Where the risk really is: localised trouble and prices

The problem with El Nino is that even with a fine national total, you can have hot spots of crisis. A hyperlocal drought can ruin a harvest in one corner, and a bit of heat at the wrong time can be costly.

We saw it in 2022 with the wheat during the February-March heatwave. Rice has its own issues with pests and disease when it gets too warm.

When those kinds of things happen, you end up with less of a particular commodity on the market and the price follows. The idea is to head that off with faster advisories and some well-placed imports.

In the coming weeks

There are a few things to keep an eye on.

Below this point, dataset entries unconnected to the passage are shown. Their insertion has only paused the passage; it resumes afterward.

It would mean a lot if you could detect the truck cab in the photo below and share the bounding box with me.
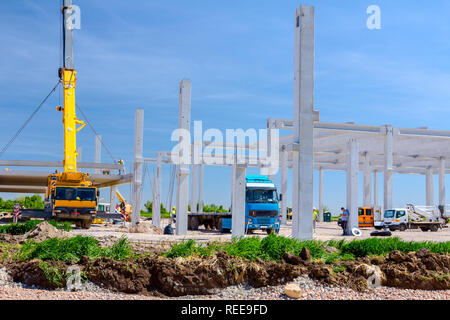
[383,208,408,231]
[46,172,98,229]
[358,207,374,228]
[220,175,280,234]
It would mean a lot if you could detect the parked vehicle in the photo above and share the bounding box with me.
[375,204,448,232]
[219,175,281,234]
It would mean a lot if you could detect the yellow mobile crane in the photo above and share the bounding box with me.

The first is the revised district plans due the 20th of June, which should put the forecasts into practice. Then there’s the make-or-break August rains for the kharif. And of course, the IMD will be telling us whether the odds are in our favour or not.

All told, you have a 63 per cent likelihood of sea-surface temps going over 2 degrees and a 60 per cent of a below-par monsoon. It’s down to how well we adapt at the district level to see how much of a hit we take.